# Capstone Project - The Battle of Neighborhoods | Coursera

## ToC

* [Introduction](#intro)
* [Data](#data)
* [Methodology and Analysis](#analysis)
* [Results and Discussion](#result)
* [Conclusion](#conclusion)

## Introduction <span id="intro"></span>
This report is for Capstone Project in Coursera [Applied Data Science Capstone](https://www.coursera.org/learn/applied-data-science-capstone).

### Business Problem
Assume that we want to open a successful Chinese restaurant in a U.S. city.
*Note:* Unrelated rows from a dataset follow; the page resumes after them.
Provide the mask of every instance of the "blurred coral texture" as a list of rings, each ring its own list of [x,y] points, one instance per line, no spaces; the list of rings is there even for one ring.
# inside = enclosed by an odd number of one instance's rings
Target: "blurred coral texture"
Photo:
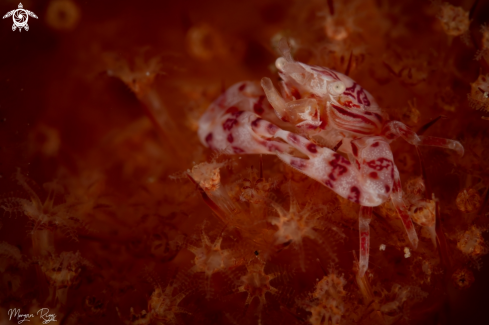
[[[57,324],[489,324],[488,1],[22,4],[29,31],[0,25],[1,324],[14,308]],[[359,205],[273,155],[200,143],[226,88],[278,81],[282,38],[348,69],[391,119],[462,143],[462,158],[391,145],[408,206],[426,183],[410,213],[436,215],[436,241],[416,225],[410,248],[384,203],[359,277]]]

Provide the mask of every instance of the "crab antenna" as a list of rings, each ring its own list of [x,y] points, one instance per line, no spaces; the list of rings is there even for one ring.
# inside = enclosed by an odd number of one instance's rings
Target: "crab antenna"
[[[282,38],[278,42],[278,50],[282,53],[282,56],[287,60],[287,62],[294,62],[292,55],[290,54],[290,47],[285,38]]]

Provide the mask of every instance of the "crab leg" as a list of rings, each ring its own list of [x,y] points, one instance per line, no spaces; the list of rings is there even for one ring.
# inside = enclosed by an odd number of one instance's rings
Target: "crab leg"
[[[394,186],[392,188],[391,193],[392,204],[397,210],[397,214],[406,229],[406,233],[408,235],[409,241],[413,245],[413,248],[416,249],[418,247],[418,235],[416,234],[416,230],[414,229],[413,222],[411,221],[411,217],[407,212],[406,205],[402,200],[402,187],[401,187],[401,178],[399,177],[399,171],[397,167],[394,166]]]
[[[372,220],[372,208],[360,207],[358,215],[358,230],[360,233],[360,264],[358,275],[362,278],[368,269],[368,257],[370,251],[370,220]]]
[[[289,145],[272,139],[280,128],[259,115],[273,114],[266,110],[268,103],[262,94],[261,88],[250,82],[228,89],[201,117],[201,142],[227,154],[290,152]]]
[[[459,156],[464,155],[464,147],[456,140],[417,135],[416,132],[399,121],[387,123],[382,134],[389,140],[402,137],[408,143],[415,146],[433,146],[455,150]]]

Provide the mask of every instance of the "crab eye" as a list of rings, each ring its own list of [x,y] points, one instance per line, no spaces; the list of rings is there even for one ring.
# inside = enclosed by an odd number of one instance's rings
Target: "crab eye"
[[[346,86],[341,81],[335,81],[329,84],[328,90],[333,96],[341,95],[345,90]]]
[[[277,60],[275,60],[275,66],[280,71],[284,71],[284,67],[286,64],[287,64],[287,60],[284,59],[283,57],[279,57]]]

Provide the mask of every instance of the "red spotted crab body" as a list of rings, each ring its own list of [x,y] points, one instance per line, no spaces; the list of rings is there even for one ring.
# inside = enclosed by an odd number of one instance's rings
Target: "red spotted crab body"
[[[225,153],[276,154],[289,166],[360,204],[362,277],[368,268],[372,207],[390,199],[413,247],[418,244],[389,143],[402,137],[413,145],[444,147],[461,155],[463,147],[454,140],[418,136],[401,122],[389,121],[372,95],[348,76],[295,62],[287,51],[284,57],[276,61],[281,94],[268,78],[261,81],[264,92],[252,82],[232,86],[201,118],[200,139]],[[317,145],[317,138],[348,159]],[[308,159],[294,156],[292,148]]]

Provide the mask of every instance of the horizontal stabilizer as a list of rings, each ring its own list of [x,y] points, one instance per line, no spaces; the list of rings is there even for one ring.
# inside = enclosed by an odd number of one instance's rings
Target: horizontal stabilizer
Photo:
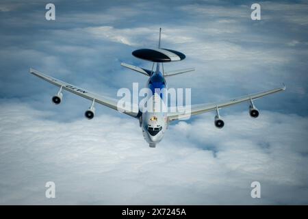
[[[129,68],[131,70],[135,70],[138,73],[140,73],[146,75],[146,76],[151,76],[151,73],[152,72],[150,70],[142,68],[140,68],[138,66],[135,66],[131,64],[126,64],[126,63],[123,63],[123,62],[121,63],[121,66],[123,66],[123,67]]]
[[[173,76],[173,75],[183,74],[183,73],[189,73],[190,71],[193,71],[193,70],[194,70],[194,68],[181,69],[181,70],[172,70],[172,71],[168,71],[168,72],[165,73],[164,75],[165,75],[165,77],[169,77],[169,76]]]

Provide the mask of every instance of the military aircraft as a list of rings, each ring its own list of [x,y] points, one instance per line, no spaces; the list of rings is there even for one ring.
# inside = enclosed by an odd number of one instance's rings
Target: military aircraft
[[[164,98],[166,94],[166,92],[158,93],[157,90],[157,89],[162,90],[167,88],[166,77],[194,70],[194,68],[187,68],[171,72],[164,72],[163,65],[164,62],[183,60],[185,59],[185,55],[175,50],[161,48],[161,31],[162,29],[159,29],[159,42],[157,48],[141,49],[136,50],[132,53],[132,55],[138,58],[153,62],[151,70],[121,63],[123,66],[135,70],[149,77],[146,87],[151,90],[153,94],[152,99],[154,102],[164,102],[166,99]],[[155,64],[156,70],[153,70]],[[162,71],[160,66],[162,66]],[[253,101],[264,97],[264,96],[285,90],[285,86],[283,84],[283,86],[281,88],[233,98],[227,101],[211,104],[190,105],[189,106],[190,110],[188,111],[164,112],[162,110],[152,110],[144,112],[144,110],[141,110],[140,106],[138,106],[137,110],[122,109],[118,105],[118,100],[116,99],[97,94],[86,89],[78,88],[72,84],[51,77],[33,68],[30,68],[29,72],[60,88],[58,92],[51,99],[54,104],[57,105],[62,102],[63,96],[62,90],[64,90],[91,101],[92,103],[89,109],[85,112],[85,116],[88,119],[92,119],[94,116],[95,103],[102,104],[138,119],[144,139],[149,144],[150,147],[155,147],[156,144],[162,140],[169,123],[172,121],[214,111],[216,112],[214,125],[217,128],[221,129],[224,127],[224,122],[219,114],[219,110],[220,109],[242,102],[248,102],[249,103],[248,110],[250,116],[253,118],[257,118],[259,116],[259,112],[255,106]],[[164,103],[168,105],[168,103]]]

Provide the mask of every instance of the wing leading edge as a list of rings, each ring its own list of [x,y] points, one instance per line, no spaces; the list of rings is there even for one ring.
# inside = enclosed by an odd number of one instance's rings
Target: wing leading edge
[[[75,86],[73,86],[72,84],[62,81],[60,80],[58,80],[55,78],[53,78],[52,77],[50,77],[47,75],[45,75],[44,73],[42,73],[35,69],[30,68],[29,70],[30,73],[32,75],[37,76],[57,87],[62,88],[63,90],[67,90],[71,93],[73,93],[74,94],[80,96],[81,97],[86,98],[87,99],[89,99],[90,101],[94,100],[94,101],[97,103],[105,105],[110,108],[112,108],[113,110],[116,110],[117,111],[125,111],[124,109],[118,108],[117,104],[118,104],[118,100],[116,99],[112,99],[108,96],[105,96],[99,94],[97,94],[95,93],[91,92],[90,91],[88,91],[85,89],[82,89],[80,88],[78,88]],[[129,104],[131,104],[130,103]],[[138,107],[132,107],[132,109],[138,109]],[[127,114],[129,116],[136,117],[138,116],[138,112],[133,112],[133,111],[125,111],[123,112],[124,114]]]
[[[259,93],[248,94],[246,96],[243,96],[238,98],[235,98],[231,99],[226,102],[220,102],[217,103],[211,103],[211,104],[198,104],[198,105],[192,105],[190,107],[190,110],[187,112],[169,112],[168,113],[168,120],[169,121],[173,121],[181,118],[185,118],[190,117],[190,116],[197,115],[205,112],[208,112],[210,111],[216,110],[216,109],[220,109],[227,107],[233,105],[238,104],[242,102],[251,101],[259,98],[264,97],[264,96],[267,96],[269,94],[272,94],[278,92],[285,90],[285,86],[283,84],[282,88],[272,89]],[[170,110],[168,111],[170,112]]]

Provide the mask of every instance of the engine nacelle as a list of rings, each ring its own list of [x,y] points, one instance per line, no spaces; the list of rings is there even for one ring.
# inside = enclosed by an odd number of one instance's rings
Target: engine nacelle
[[[84,116],[88,119],[92,119],[95,115],[94,108],[89,109],[84,113]]]
[[[53,101],[53,103],[55,105],[58,105],[61,103],[62,100],[62,96],[63,94],[62,92],[59,92],[57,95],[55,95],[53,96],[53,98],[51,99],[51,101]]]
[[[224,122],[219,116],[215,116],[214,124],[217,128],[221,129],[224,127]]]
[[[253,118],[257,118],[259,116],[259,110],[254,106],[250,105],[249,106],[249,115],[251,115]]]

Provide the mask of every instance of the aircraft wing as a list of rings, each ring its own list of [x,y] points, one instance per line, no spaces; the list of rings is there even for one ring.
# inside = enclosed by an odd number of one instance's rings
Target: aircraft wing
[[[112,99],[108,96],[105,96],[99,94],[97,94],[95,93],[91,92],[90,91],[88,91],[85,89],[79,88],[78,87],[76,87],[75,86],[73,86],[72,84],[62,81],[60,80],[58,80],[57,79],[55,79],[53,77],[51,77],[47,75],[43,74],[36,70],[34,70],[33,68],[30,68],[30,73],[32,75],[34,75],[35,76],[37,76],[57,87],[62,88],[63,90],[67,90],[71,93],[73,93],[74,94],[80,96],[81,97],[86,98],[87,99],[89,99],[90,101],[94,100],[94,101],[97,103],[105,105],[110,108],[123,112],[124,114],[127,114],[129,116],[136,117],[138,116],[138,114],[139,110],[137,110],[136,112],[133,111],[125,111],[124,109],[117,107],[118,104],[118,100],[116,99]],[[128,104],[131,104],[129,103]],[[132,107],[132,109],[138,109],[138,107]],[[125,112],[124,112],[125,111]]]
[[[186,110],[184,112],[168,112],[167,114],[168,120],[169,121],[173,121],[179,119],[185,119],[185,118],[189,118],[190,116],[197,115],[203,114],[205,112],[208,112],[210,111],[216,110],[217,109],[227,107],[233,105],[240,103],[246,101],[252,101],[253,100],[257,99],[264,96],[267,96],[271,94],[274,94],[278,92],[283,91],[285,90],[285,86],[283,84],[283,87],[272,89],[256,94],[248,94],[246,96],[243,96],[238,98],[231,99],[225,102],[220,102],[217,103],[211,104],[197,104],[192,105],[190,110]],[[170,112],[170,108],[168,112]]]

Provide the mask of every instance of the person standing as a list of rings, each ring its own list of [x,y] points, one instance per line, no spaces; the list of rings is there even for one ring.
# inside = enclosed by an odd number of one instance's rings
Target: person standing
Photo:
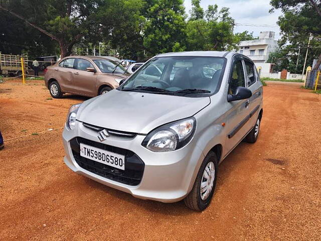
[[[36,59],[35,59],[32,62],[32,66],[34,68],[34,71],[35,71],[35,76],[39,76],[39,62],[37,61]]]

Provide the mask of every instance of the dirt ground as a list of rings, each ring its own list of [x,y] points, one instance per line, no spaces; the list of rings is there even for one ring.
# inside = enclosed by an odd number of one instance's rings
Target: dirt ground
[[[259,140],[229,155],[211,205],[195,212],[72,172],[59,128],[86,99],[20,82],[0,84],[5,139],[30,135],[0,151],[0,239],[321,240],[321,95],[301,84],[264,87]]]

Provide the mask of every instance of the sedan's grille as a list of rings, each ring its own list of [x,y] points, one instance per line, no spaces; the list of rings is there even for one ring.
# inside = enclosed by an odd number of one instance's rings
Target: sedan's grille
[[[106,130],[106,131],[107,131],[107,132],[108,132],[108,134],[111,136],[117,136],[118,137],[128,137],[132,138],[133,137],[135,137],[137,135],[136,133],[133,133],[132,132],[123,132],[121,131],[116,131],[115,130],[107,129],[106,128],[104,128],[103,127],[97,127],[93,125],[87,124],[87,123],[83,123],[82,125],[84,127],[92,130],[93,131],[95,131],[96,132],[100,132],[100,131],[102,131],[103,130]]]
[[[125,170],[122,170],[80,156],[80,144],[105,150],[125,156]],[[81,137],[70,141],[70,147],[77,163],[82,168],[105,178],[131,186],[139,184],[142,177],[145,164],[135,153],[118,147],[99,143]]]

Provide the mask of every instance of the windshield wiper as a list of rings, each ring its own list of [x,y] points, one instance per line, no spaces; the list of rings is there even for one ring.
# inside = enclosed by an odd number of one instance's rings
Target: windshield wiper
[[[160,88],[157,88],[157,87],[153,86],[136,86],[134,88],[130,88],[129,89],[122,89],[121,90],[123,91],[131,91],[132,90],[137,90],[143,89],[144,90],[147,90],[153,92],[161,92],[164,93],[173,93],[172,91],[168,90],[167,89],[161,89]]]
[[[211,91],[206,89],[185,89],[182,90],[178,90],[175,93],[184,93],[184,94],[197,94],[202,93],[211,93]]]

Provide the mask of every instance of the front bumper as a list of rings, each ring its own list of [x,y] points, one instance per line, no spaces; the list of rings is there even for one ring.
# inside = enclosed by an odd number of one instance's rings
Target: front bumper
[[[90,172],[76,161],[70,142],[82,138],[106,145],[129,150],[136,154],[144,164],[140,183],[131,186],[113,181]],[[65,128],[63,133],[66,164],[73,171],[135,197],[163,202],[175,202],[183,199],[192,189],[200,163],[204,156],[195,145],[193,139],[180,150],[168,153],[154,153],[141,146],[145,136],[137,135],[132,138],[110,136],[101,143],[96,131],[77,122],[72,131]],[[126,162],[126,160],[125,161]],[[125,163],[126,165],[126,163]],[[126,166],[125,166],[126,167]]]

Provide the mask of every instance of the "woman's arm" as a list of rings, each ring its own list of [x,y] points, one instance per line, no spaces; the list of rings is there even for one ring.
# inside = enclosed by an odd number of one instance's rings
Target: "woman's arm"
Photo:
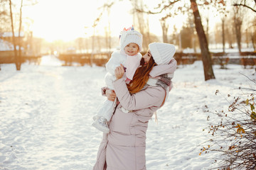
[[[102,92],[102,95],[104,96],[107,96],[109,101],[114,101],[115,98],[117,97],[114,91],[110,89],[107,87],[102,87],[101,89],[101,92]]]

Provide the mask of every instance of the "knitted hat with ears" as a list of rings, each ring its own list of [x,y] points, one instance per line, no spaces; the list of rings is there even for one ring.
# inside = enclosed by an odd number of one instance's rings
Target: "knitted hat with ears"
[[[141,52],[142,49],[142,35],[134,30],[124,31],[120,39],[121,50],[124,50],[125,46],[132,42],[138,45],[139,52]]]
[[[176,52],[174,45],[168,43],[152,42],[149,45],[149,48],[158,65],[168,64]]]

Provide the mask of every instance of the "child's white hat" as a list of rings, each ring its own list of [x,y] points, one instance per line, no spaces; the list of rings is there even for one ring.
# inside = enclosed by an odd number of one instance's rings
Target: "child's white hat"
[[[174,45],[163,42],[150,43],[149,48],[154,60],[158,65],[168,64],[176,52]]]
[[[128,44],[135,43],[139,46],[139,52],[142,49],[142,35],[137,30],[129,30],[121,35],[120,48],[123,50]]]

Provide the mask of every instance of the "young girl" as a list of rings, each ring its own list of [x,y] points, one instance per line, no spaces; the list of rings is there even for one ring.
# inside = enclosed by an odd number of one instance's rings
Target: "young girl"
[[[119,103],[109,123],[110,133],[103,134],[93,170],[146,169],[148,123],[172,89],[171,79],[176,69],[173,45],[149,44],[149,51],[142,57],[144,64],[138,67],[129,84],[123,78],[123,67],[117,67],[113,86]],[[122,108],[129,113],[124,113]]]
[[[107,73],[105,76],[105,83],[108,89],[114,89],[112,83],[115,80],[114,69],[120,64],[125,69],[125,82],[129,83],[132,80],[137,68],[139,66],[142,55],[139,53],[142,47],[142,35],[133,29],[123,31],[120,38],[120,50],[114,51],[106,64]],[[92,125],[104,133],[108,133],[110,129],[107,122],[110,121],[116,101],[106,99],[97,111],[97,115],[93,117]],[[125,109],[123,109],[125,112]]]

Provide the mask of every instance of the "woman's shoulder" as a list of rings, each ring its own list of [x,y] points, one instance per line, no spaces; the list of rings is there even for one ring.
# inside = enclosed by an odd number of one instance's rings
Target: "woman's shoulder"
[[[161,96],[166,94],[166,90],[163,87],[151,85],[147,85],[143,91],[145,91],[147,94],[154,96]]]

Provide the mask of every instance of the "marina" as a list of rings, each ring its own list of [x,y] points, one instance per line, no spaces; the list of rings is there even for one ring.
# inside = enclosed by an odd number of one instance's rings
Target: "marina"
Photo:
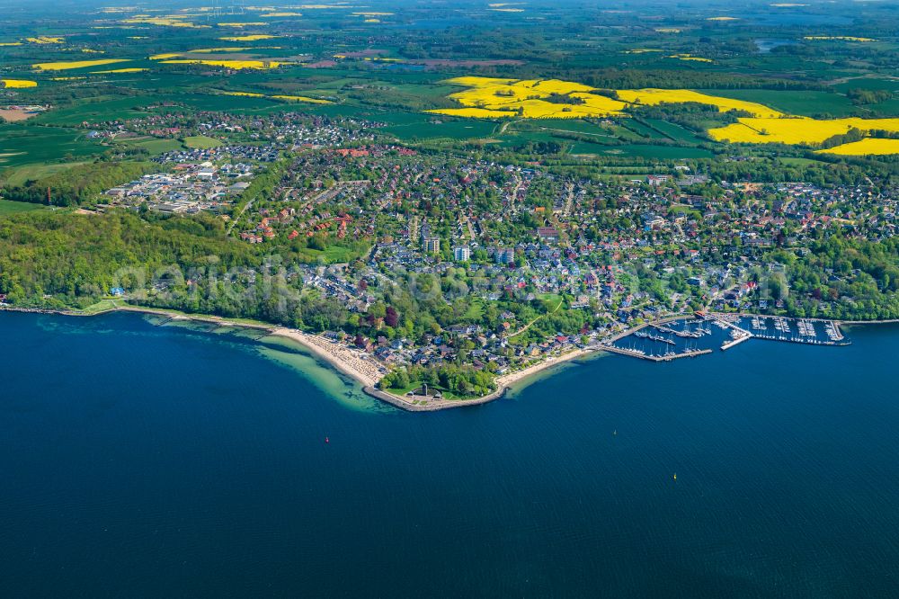
[[[809,345],[850,343],[832,320],[697,312],[691,317],[637,326],[599,348],[651,362],[668,362],[711,353],[716,347],[727,351],[751,339]]]

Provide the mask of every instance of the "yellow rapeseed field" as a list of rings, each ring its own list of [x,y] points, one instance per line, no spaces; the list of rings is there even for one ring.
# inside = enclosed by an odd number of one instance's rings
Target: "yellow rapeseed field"
[[[310,98],[305,95],[265,95],[264,94],[257,94],[256,92],[222,92],[225,95],[239,95],[247,98],[271,98],[273,100],[284,100],[287,102],[305,102],[310,104],[330,104],[332,103],[328,100],[322,100],[320,98]]]
[[[148,71],[148,68],[139,68],[137,67],[131,68],[113,68],[109,71],[91,71],[92,75],[106,75],[108,73],[143,73],[144,71]]]
[[[208,65],[209,67],[223,67],[225,68],[245,69],[253,68],[257,70],[266,68],[278,68],[286,62],[276,62],[273,60],[203,60],[201,58],[183,58],[181,60],[163,60],[164,65]]]
[[[430,111],[439,114],[471,117],[510,116],[508,112],[521,112],[527,119],[582,118],[621,114],[629,104],[656,105],[663,103],[682,103],[696,102],[712,104],[721,112],[745,111],[757,117],[779,117],[775,110],[752,102],[708,95],[690,90],[629,89],[618,90],[618,99],[593,94],[593,88],[579,83],[557,79],[500,79],[492,77],[463,76],[450,79],[447,83],[467,87],[450,94],[462,109],[439,109]],[[568,95],[582,103],[557,103],[547,102],[551,94]],[[470,112],[477,109],[478,112]],[[461,111],[461,112],[460,112]],[[500,112],[498,113],[497,112]]]
[[[839,40],[841,41],[877,41],[872,38],[856,38],[851,35],[806,35],[803,40]]]
[[[68,62],[39,62],[31,65],[39,71],[66,71],[70,68],[85,68],[87,67],[102,67],[117,62],[129,62],[129,58],[103,58],[102,60],[74,60]]]
[[[722,98],[717,95],[708,95],[693,92],[689,89],[619,89],[618,96],[624,102],[633,104],[647,104],[654,106],[661,103],[680,104],[687,102],[696,102],[702,104],[712,104],[717,106],[722,112],[727,111],[745,111],[757,117],[779,117],[782,116],[778,111],[757,104],[754,102],[743,102],[742,100],[733,100],[731,98]]]
[[[666,56],[666,58],[677,58],[678,60],[695,60],[696,62],[715,62],[711,58],[703,58],[699,56],[693,56],[692,54],[672,54],[671,56]]]
[[[708,130],[718,141],[731,143],[783,143],[818,145],[850,129],[862,131],[886,130],[899,133],[895,119],[831,119],[796,117],[752,102],[734,100],[686,89],[622,89],[617,98],[595,94],[592,87],[558,79],[503,79],[497,77],[461,76],[444,83],[466,89],[451,94],[460,108],[440,108],[427,111],[432,114],[497,119],[576,119],[586,117],[627,116],[625,109],[636,105],[654,106],[661,103],[698,103],[716,106],[718,111],[742,111],[752,117],[741,117],[737,122]],[[551,102],[552,95],[568,96],[581,103]],[[895,140],[870,139],[832,148],[829,153],[897,153]]]
[[[8,87],[11,89],[38,86],[37,81],[29,81],[27,79],[0,79],[0,83],[3,84],[0,87]]]
[[[182,21],[186,15],[154,17],[147,14],[123,19],[122,22],[140,25],[158,25],[160,27],[184,27],[186,29],[209,29],[209,25],[195,25],[190,21]]]
[[[210,52],[243,52],[244,50],[253,49],[246,46],[229,46],[227,48],[203,48],[200,49],[188,50],[185,54],[209,54]],[[174,56],[178,56],[175,54]]]
[[[465,108],[429,112],[481,118],[512,116],[521,112],[527,119],[574,119],[618,114],[625,107],[624,103],[592,94],[590,85],[558,79],[518,81],[463,76],[450,79],[447,83],[469,88],[450,96]],[[581,100],[582,103],[557,103],[545,100],[554,94],[570,95]]]
[[[328,100],[322,100],[321,98],[310,98],[306,95],[272,95],[272,98],[276,100],[286,100],[288,102],[305,102],[310,104],[330,104],[332,103]]]
[[[66,42],[65,38],[52,35],[39,35],[36,38],[25,38],[25,40],[32,44],[61,44]]]
[[[726,127],[708,130],[708,135],[718,141],[732,143],[814,145],[853,128],[899,133],[899,119],[739,119],[739,122]]]
[[[886,156],[899,154],[899,139],[879,139],[867,138],[861,141],[843,144],[830,149],[818,150],[820,154],[839,154],[840,156]]]
[[[257,41],[259,40],[274,40],[275,38],[280,38],[280,35],[264,35],[263,33],[256,33],[255,35],[236,35],[232,37],[218,38],[225,41]]]

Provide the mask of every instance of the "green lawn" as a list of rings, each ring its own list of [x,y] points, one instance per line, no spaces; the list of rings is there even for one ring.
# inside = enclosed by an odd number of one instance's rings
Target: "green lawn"
[[[184,145],[195,149],[209,149],[209,148],[218,148],[222,142],[205,135],[193,135],[184,138]]]

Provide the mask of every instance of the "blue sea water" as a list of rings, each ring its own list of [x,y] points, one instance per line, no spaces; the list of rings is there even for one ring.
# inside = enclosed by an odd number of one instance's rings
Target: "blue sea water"
[[[0,595],[896,596],[899,327],[851,336],[406,414],[271,339],[0,314]]]

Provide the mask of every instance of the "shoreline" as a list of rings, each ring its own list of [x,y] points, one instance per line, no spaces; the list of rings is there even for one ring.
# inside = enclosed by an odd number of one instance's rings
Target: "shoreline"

To achieve this goal, first of all we need to choose a city in U.S. Since it is a Chinese restaurant, a multi-cultural metropolis sounds promising. So we would like to select San Francisco.
![SF Map](https://ljmoore.files.wordpress.com/2013/02/san-francisco-autofill-map1.jpg?w=800)

The second step is to choose an ideal location of the restaurant in the city. We can leverage the Foursquare location data and machine learning skills to learn which are the most popular areas for Chinese restaurants. 

### Who would be interested in this project?
Someone who also has interest in opening a successful restaurant in a U.S. city.


## Data  <span id="data"></span>

Our target is to find the most popular areas for Chinese restaurants in San Francisco.

So the first thing is to divide San Francisco city into certain areas. We can do that based on on-line postal code (ZIP) information.

The second is to get necessary location data in all the areas utilizing Foursquare API. After data cleaning, we can use the data to cluster the areas into different types. Then we pick up the cluster where Chinese restaurants are more popular. 


## Methodology and Analysis <span id="analysis"></span>

### A Basic View on San Francisco City

In [1]:
import pandas as pd
import numpy as np

In [17]:
# get the coordinate of city
from geopy.geocoders import Nominatim # convert an address into latitude and longitude values

city = "San Francisco City"

geolocator = Nominatim(user_agent="city_explorer")
location = geolocator.geocode(city)
latitude = location.latitude
longitude = location.longitude
print('The geograpical coordinate of San Francisco City are {}, {}.'.format(latitude, longitude))

The geograpical coordinate of San Francisco City are 37.7790262, -122.4199061.


In [2]:
# get the postal code and coordinate info
#   from united-states.postcode.info
from urllib.request import urlopen
import re

url = "http://united-states.postcode.info/california/san-francisco"
html = urlopen(url).read().decode("utf-8")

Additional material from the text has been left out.